On the contrary, there is a risk that organized crime could infiltrate the process of selecting ministers, judges, and magistrates through popular vote, as proposed in the project sent to the Chamber of Deputies on February 5, 2024.

“In Mexico, during the election in Badiraguato—forgive me—I would still worry about many places in Michoacán and Chiapas. We are concerned that someone with ties to drug trafficking could become a judge. Economic factors pushing judges also concern us. Additionally, we worry that minorities won’t be heard. There are specialized courts, not just requiring legal expertise but high specialization in specific areas, such as those dealing with contests or bankruptcies. Does everyone have the capacity for that?” expressed Moreira.

Following the meeting of the Political Coordination Board (Jucopo), Moreira cautioned that Bolivia had implemented a similar process for selecting members of its Judiciary, which ultimately failed. As for the proposal by President López Obrador, it has not been applied anywhere in the world.

“The problem lies in the initiative sent by the President, which refers to models that have not been implemented anywhere in the world, not even in Bolivia. To begin with, Bolivia is not a federated country like ours. It is a nation, with all due respect, of 12 million people, ranking 93rd in the global economy. In contrast, we are the second-largest economy with over 120 million people,” he emphasized.

Moreira suggested that the judicial reform should focus, for instance, on addressing the resource shortages faced by local prosecutors.

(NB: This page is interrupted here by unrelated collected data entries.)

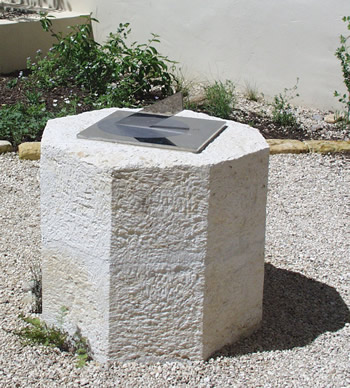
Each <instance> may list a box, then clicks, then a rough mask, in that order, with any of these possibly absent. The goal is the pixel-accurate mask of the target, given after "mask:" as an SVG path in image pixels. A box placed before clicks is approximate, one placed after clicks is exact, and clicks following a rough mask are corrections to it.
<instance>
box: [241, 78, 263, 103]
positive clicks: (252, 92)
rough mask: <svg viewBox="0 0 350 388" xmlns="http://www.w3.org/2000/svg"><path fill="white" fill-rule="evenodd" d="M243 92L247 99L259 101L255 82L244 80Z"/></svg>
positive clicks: (259, 97)
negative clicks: (253, 83)
mask: <svg viewBox="0 0 350 388" xmlns="http://www.w3.org/2000/svg"><path fill="white" fill-rule="evenodd" d="M244 94H245V96H246V98H247V100H249V101H259V99H260V98H261V96H260V93H259V90H258V88H257V86H256V85H255V84H251V83H249V82H246V84H245V91H244Z"/></svg>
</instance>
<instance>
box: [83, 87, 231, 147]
mask: <svg viewBox="0 0 350 388" xmlns="http://www.w3.org/2000/svg"><path fill="white" fill-rule="evenodd" d="M180 99H181V106H180ZM181 110H182V96H181V94H176V95H174V96H171V97H169V98H167V99H165V100H162V101H160V102H159V103H156V104H153V105H151V106H149V107H146V108H145V109H143V110H142V111H139V112H136V113H135V112H127V111H117V112H114V113H112V114H111V115H109V116H107V117H105V118H104V119H102V120H100V121H98V122H97V123H95V124H94V125H92V126H90V127H88V128H87V129H85V130H83V131H82V132H80V133H79V134H78V135H77V137H78V138H80V139H90V140H99V141H107V142H117V143H126V144H131V145H139V146H149V147H157V148H168V149H174V150H181V151H190V152H195V153H198V152H201V151H202V150H203V149H204V148H205V147H206V146H207V144H208V143H210V142H211V141H212V140H213V139H214V138H215V137H216V136H218V134H219V133H220V132H221V131H223V130H224V129H225V128H226V122H225V121H223V120H207V119H197V118H189V117H181V116H171V115H169V114H165V113H169V112H171V113H175V112H176V111H181Z"/></svg>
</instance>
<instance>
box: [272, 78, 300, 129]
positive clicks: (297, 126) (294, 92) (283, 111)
mask: <svg viewBox="0 0 350 388" xmlns="http://www.w3.org/2000/svg"><path fill="white" fill-rule="evenodd" d="M298 82H299V78H297V82H296V84H295V85H294V86H293V87H292V88H285V89H284V91H283V93H280V94H278V95H276V96H275V97H274V100H273V103H272V120H273V122H274V123H275V124H277V125H280V126H281V127H292V128H296V127H298V120H297V118H296V115H295V114H294V111H293V108H292V106H291V104H290V101H291V100H292V99H293V98H295V97H298V96H299V94H298V93H296V90H297V88H298Z"/></svg>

“It’s not just the Federal Judiciary; it’s the judicial systems of the states as well. The Supreme Court of Justice of the Nation and the Federal Judiciary have budgets of around 70 billion pesos combined. Meanwhile, the state judiciaries operate on approximately 45 billion pesos. If we truly want a significant reform—one that makes people say ‘justice has changed in the country’—we need to address many aspects,” he concluded.